Specifically under the topic of scaffold activated directional neural growth, only a few studies are conducted. As an instant, rat cortical cells and mouse neural stem cell were encapsulated in an ECM (extracellular matrix) protein hydrogel using the coaxial printing method. Despite the extensive investigation on different cell types in this study, the neural outgrowth and directional neural outgrowth is not quantitively measured 50. Glia cells together with primary cortical neurons are also printed using a coaxial printing strategy that utilizes Gellan gum-RGD as the bioink 37. Rather than the directed neurite outgrowth of the cells, networking of these types of cells was investigated in that study. Human derived cortical neurons and glial cells (derived from Human-Induced Pluripotent Stem Cells) were used in another bioprinting study 51. Likewise, the cellular alignment was not the focus in that study.

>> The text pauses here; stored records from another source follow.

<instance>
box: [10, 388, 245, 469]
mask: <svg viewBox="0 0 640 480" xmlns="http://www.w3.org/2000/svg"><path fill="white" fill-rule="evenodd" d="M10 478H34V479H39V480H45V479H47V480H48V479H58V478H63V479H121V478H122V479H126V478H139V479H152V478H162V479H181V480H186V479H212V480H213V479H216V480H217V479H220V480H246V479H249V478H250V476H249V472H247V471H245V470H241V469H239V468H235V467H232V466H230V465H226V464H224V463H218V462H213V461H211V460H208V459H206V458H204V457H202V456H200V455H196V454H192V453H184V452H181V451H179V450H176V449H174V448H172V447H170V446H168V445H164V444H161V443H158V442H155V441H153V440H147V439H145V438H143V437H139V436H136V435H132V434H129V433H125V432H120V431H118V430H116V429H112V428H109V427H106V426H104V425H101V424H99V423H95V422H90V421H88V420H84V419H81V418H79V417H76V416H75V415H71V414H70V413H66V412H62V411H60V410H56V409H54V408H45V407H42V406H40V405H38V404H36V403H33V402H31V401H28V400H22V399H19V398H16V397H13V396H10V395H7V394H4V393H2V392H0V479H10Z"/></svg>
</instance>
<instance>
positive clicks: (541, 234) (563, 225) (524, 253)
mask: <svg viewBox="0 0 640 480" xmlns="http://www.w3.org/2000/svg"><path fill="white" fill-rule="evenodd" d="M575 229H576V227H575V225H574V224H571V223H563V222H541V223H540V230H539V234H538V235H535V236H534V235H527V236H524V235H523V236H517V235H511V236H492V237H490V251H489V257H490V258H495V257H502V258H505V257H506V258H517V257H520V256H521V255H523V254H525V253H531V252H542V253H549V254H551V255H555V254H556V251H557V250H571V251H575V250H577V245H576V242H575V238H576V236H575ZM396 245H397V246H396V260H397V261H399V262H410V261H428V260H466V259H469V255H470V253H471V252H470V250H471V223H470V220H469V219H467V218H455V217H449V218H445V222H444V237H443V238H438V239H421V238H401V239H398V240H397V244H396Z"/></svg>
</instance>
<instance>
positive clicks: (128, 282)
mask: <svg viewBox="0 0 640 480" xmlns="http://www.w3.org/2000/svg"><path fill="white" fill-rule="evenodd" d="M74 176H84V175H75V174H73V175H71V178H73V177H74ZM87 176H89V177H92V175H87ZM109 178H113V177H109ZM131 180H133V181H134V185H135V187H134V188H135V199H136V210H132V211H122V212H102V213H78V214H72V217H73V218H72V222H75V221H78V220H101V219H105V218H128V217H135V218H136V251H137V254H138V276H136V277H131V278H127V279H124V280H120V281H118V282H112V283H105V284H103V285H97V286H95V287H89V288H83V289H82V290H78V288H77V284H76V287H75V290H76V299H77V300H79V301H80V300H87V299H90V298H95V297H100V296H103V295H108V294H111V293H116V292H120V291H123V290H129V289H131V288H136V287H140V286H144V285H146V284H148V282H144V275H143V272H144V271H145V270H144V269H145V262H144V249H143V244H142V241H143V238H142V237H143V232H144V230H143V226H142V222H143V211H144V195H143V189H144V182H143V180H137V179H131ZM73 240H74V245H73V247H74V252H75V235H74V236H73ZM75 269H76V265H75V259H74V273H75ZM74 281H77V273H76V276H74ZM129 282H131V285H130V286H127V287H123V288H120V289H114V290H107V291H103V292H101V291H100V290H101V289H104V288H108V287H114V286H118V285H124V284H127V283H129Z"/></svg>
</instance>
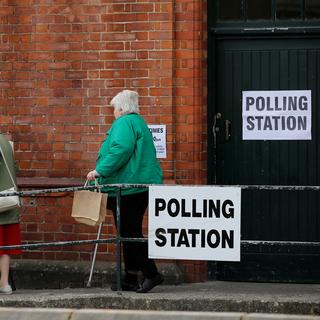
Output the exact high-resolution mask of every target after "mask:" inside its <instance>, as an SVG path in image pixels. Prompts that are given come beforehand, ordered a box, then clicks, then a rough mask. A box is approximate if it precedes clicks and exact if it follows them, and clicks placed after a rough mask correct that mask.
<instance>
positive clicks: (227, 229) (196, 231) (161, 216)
mask: <svg viewBox="0 0 320 320" xmlns="http://www.w3.org/2000/svg"><path fill="white" fill-rule="evenodd" d="M240 202H241V188H237V187H212V186H150V187H149V218H148V222H149V228H148V230H149V231H148V232H149V233H148V246H149V257H150V258H157V259H190V260H214V261H240Z"/></svg>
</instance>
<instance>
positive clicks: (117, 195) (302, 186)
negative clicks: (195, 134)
mask: <svg viewBox="0 0 320 320" xmlns="http://www.w3.org/2000/svg"><path fill="white" fill-rule="evenodd" d="M150 186H153V184H102V185H97V186H78V187H63V188H51V189H38V190H25V191H15V192H8V193H0V197H6V196H14V195H17V196H20V197H30V196H36V195H41V194H49V193H61V192H74V191H79V190H95V189H102V188H105V187H113V188H114V187H115V188H116V190H117V191H116V208H117V209H116V226H117V228H116V230H117V232H116V236H115V237H112V238H108V239H101V238H100V236H101V228H102V223H101V224H100V225H99V229H98V236H97V239H92V240H70V241H56V242H45V243H29V244H21V245H11V246H0V249H3V250H9V249H37V248H45V247H58V246H73V245H79V244H95V249H94V255H93V258H92V265H91V270H90V275H89V280H88V283H87V286H88V287H90V286H91V280H92V274H93V269H94V264H95V259H96V252H97V248H98V244H99V243H115V244H116V284H117V290H118V291H120V290H121V244H122V242H126V241H131V242H147V241H148V239H146V238H123V237H121V235H120V228H121V219H120V200H121V189H122V188H128V187H131V188H148V187H150ZM161 186H164V187H165V186H166V185H164V184H162V185H161ZM168 186H172V184H170V185H168ZM184 186H185V185H184ZM194 186H195V185H194ZM213 186H214V187H226V186H225V185H213ZM228 187H238V188H241V190H284V191H292V190H295V191H299V190H308V191H320V186H277V185H228ZM240 242H241V245H243V246H246V245H253V246H255V245H265V244H277V245H280V246H281V245H301V246H311V247H320V242H303V241H265V240H241V241H240Z"/></svg>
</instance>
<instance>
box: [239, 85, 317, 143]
mask: <svg viewBox="0 0 320 320" xmlns="http://www.w3.org/2000/svg"><path fill="white" fill-rule="evenodd" d="M242 138H243V140H311V90H290V91H243V92H242Z"/></svg>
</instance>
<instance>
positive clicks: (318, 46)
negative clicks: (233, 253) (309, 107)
mask: <svg viewBox="0 0 320 320" xmlns="http://www.w3.org/2000/svg"><path fill="white" fill-rule="evenodd" d="M211 49H214V52H215V54H214V55H215V57H214V59H215V66H216V67H215V68H212V69H211V70H214V74H211V75H209V92H210V93H209V105H210V107H209V114H210V121H209V127H210V130H209V131H208V132H209V149H210V148H211V149H210V150H209V173H210V174H209V175H210V176H209V180H210V181H209V182H210V183H215V184H221V185H286V186H305V185H320V132H319V122H320V114H319V112H320V111H319V109H320V100H319V91H320V39H319V37H315V36H313V37H312V38H307V37H304V38H302V37H295V36H292V37H290V36H283V35H282V36H278V37H270V36H259V37H258V36H255V37H249V36H247V37H243V38H241V36H237V37H228V36H221V37H216V39H215V42H214V48H211ZM209 51H210V50H209ZM211 52H212V51H211ZM210 77H211V79H212V78H214V79H215V80H214V81H211V82H210ZM210 83H211V84H214V87H211V88H210ZM211 89H212V90H211ZM259 90H263V91H268V90H311V94H312V140H300V141H261V140H260V141H252V140H250V141H248V140H246V141H244V140H243V139H242V101H241V99H242V91H259ZM214 93H215V94H214ZM210 102H212V103H210ZM217 115H218V116H217ZM214 119H215V121H216V123H215V124H216V129H215V132H216V136H215V138H216V139H214V135H213V132H212V126H213V124H214V122H215V121H214ZM319 201H320V192H319V191H305V190H304V191H287V190H286V191H279V190H278V191H274V190H268V191H266V190H243V192H242V209H241V210H242V212H241V214H242V219H241V239H242V240H258V241H260V240H265V241H283V243H278V244H277V243H275V244H261V245H252V246H243V247H242V255H241V262H240V263H239V262H237V263H236V262H235V263H223V262H219V263H217V264H212V265H211V274H212V276H213V277H214V278H216V279H221V280H244V281H249V280H252V281H288V282H320V268H319V266H320V253H319V247H317V246H312V245H311V243H312V242H320V206H319ZM290 242H295V244H290ZM296 242H309V243H310V246H308V245H305V244H304V245H300V244H299V243H296Z"/></svg>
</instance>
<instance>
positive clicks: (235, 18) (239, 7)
mask: <svg viewBox="0 0 320 320" xmlns="http://www.w3.org/2000/svg"><path fill="white" fill-rule="evenodd" d="M209 1H210V0H209ZM211 1H212V0H211ZM218 11H219V13H218V17H219V20H221V21H237V20H238V21H239V20H242V1H241V0H240V1H239V0H223V1H220V2H219V6H218Z"/></svg>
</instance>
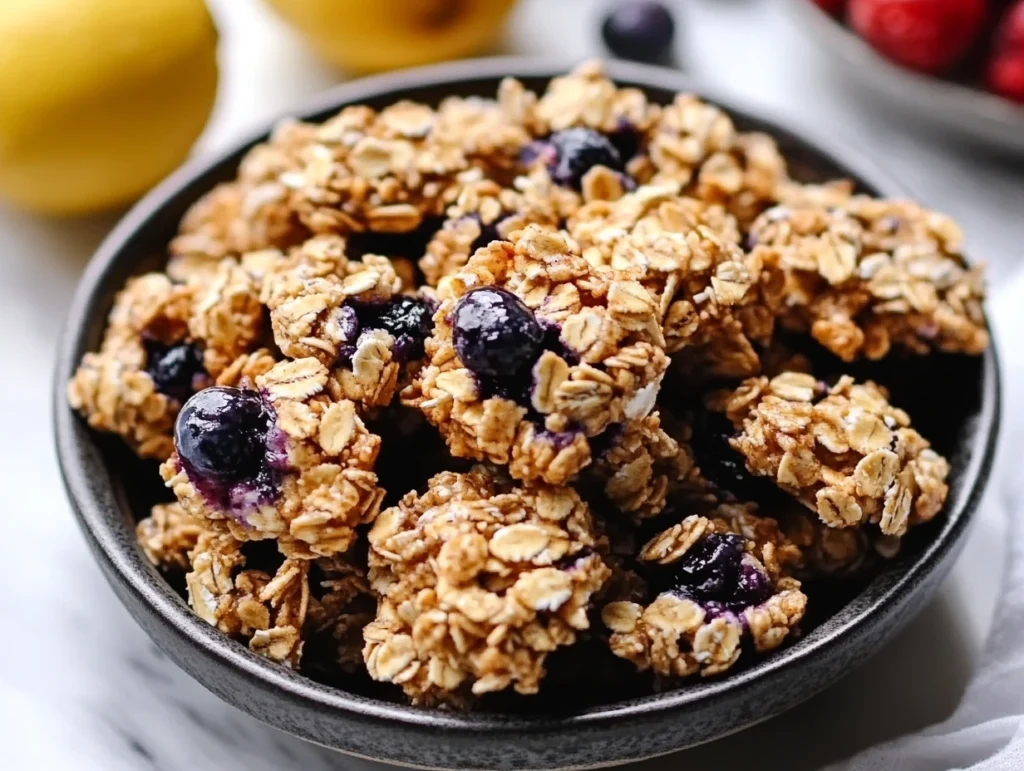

In addition to CNS related diseases, peripheral nerve injuries and regeneration of neural fibers are other important applications of coaxial bioprinting 52. In fact, the importance of growing neural cells along the desired direction can be realized in the regeneration of the peripheral nervous system 53. In most of the studies on peripheral neural on-chip models, fabrication of a guiding conduit for directed axonal growth is of interest.
As mentioned above, in vitro cell alignment in neural tissue engineering plays a critical role to faithfully model the neurodegenerative diseases. Herein, we fabricated a core-shell hydrogel scaffold with a superior neural cell alignment within the construct. The hybrid scaffold microenvironment is comprised of gelatin methacryloyl (GelMA)/gelatin and hydrogel as the core, and an alginate as the shell. Human neuroblastoma cells (SH-SY5Y) are cultured in the fiber core with a high cell proliferation and more than 85% cell viability. Cell alignment is achieved with a standard deviation of less than 6 in cellular orientation. The microcylindrical 3D scaffold structure is shown to recapitulate the structure of the native extracellular matrix (ECM), as the neural growth is highly aligned with the fiber guidelines.